AnySL: Efficient and Portable Multi-Language Shading

RenderMan Glass Starball, Procedural Parquet | RTfact/AnySL

RenderMan Granite, Checker, Parquet, Mirror | Manta/AnySL

About

In cooperation with the Computer Graphics Group we develop a unified shading system that is independent of source language, target architecture and rendering engine without sacrificing runtime performance.

Our goal is to eventually provide a shading-system that uses a portable shader-format to allow integration into any kind of rendering engine (e.g. ray-tracing, rasterization, global illumination). Additionally, integration of existing shading-languages only requires minimal effort while the compiler technology of AnySL still enables maximum performance.

Shaders denote program fragments that extend the functionality of a rendering system for specific tasks such as computing emission, light-material interaction, or geometry processing --- similar to plug-ins used elsewhere. The key difference to such function-call and library-based plug-ins is that shading code usually needs to be transformed to meet the needs of the target applications regarding performance or program structure and should provide convenience for the programmer. However, to support a certain shading language, the compiler has to provide a compiler framework for it. Hence, the renderer's implementor ends up in investing a large part of his time in creating compilers; something he did not want to do in the first place.
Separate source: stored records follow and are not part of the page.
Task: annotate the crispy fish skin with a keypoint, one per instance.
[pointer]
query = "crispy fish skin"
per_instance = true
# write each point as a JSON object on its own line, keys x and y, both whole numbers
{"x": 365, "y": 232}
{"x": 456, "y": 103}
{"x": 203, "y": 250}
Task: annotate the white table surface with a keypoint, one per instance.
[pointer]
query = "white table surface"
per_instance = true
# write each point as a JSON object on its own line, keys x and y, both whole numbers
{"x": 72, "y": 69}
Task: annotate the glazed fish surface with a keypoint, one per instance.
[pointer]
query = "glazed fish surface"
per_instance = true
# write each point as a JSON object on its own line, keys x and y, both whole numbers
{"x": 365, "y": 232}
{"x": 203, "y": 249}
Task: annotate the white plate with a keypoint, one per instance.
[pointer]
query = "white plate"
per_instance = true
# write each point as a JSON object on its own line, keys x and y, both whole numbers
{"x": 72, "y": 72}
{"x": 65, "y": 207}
AnySL is a novel approach to ease the integration of a shading language into a renderer. We compile shaders into a program representation that is independent of the shading language, the renderer, and the target hardware platform. The renderer has to provide the implementation of the basic constructs of the shading language. By augmenting the renderer with a just-in-time compiler library, the shaders are loaded and "glued" to the renderer's interface at runtime. Afterwards, the shader is mapped to the underlying hardware platform. With this approach, all performance obstacles incurred by common programming abstraction mechanisms are optimized away, resulting in high performance while keeping the maximum flexibility.

The AnySL Shading System uses an embedded just-in-time compiler (the "Low-Level Virtual Machine" (LLVM)) to load, specialize and optimize shaders at runtime. This allows us to recompile on the fly, e.g. after modifications of shader parameters, without sacrificing performance.

Whole-Function Vectorization

For ray tracing engines that employ packet tracing, the scalar shader code is automatically transformed to packet code that operates on packets of data (that are sized depending on the target architecture's SIMD width). This allows to exploit the SIMD instruction sets of CPUs (e.g. SSE, AltiVec) without putting the burden of writing such complex and error-prone code on the shader programmer. The only option to this is sequential shading of all rays of a packet, which incurs a lot of overhead if the ray tracer operates on SIMD datatypes because packets have to be split before execution and results have to be merged again.

Compared to sequential shading, we obtain an average speedup factor of 3.9 of the entire rendering process in RTfact. At the same time, we reach over 90% of the performance of the hand-written, native shaders.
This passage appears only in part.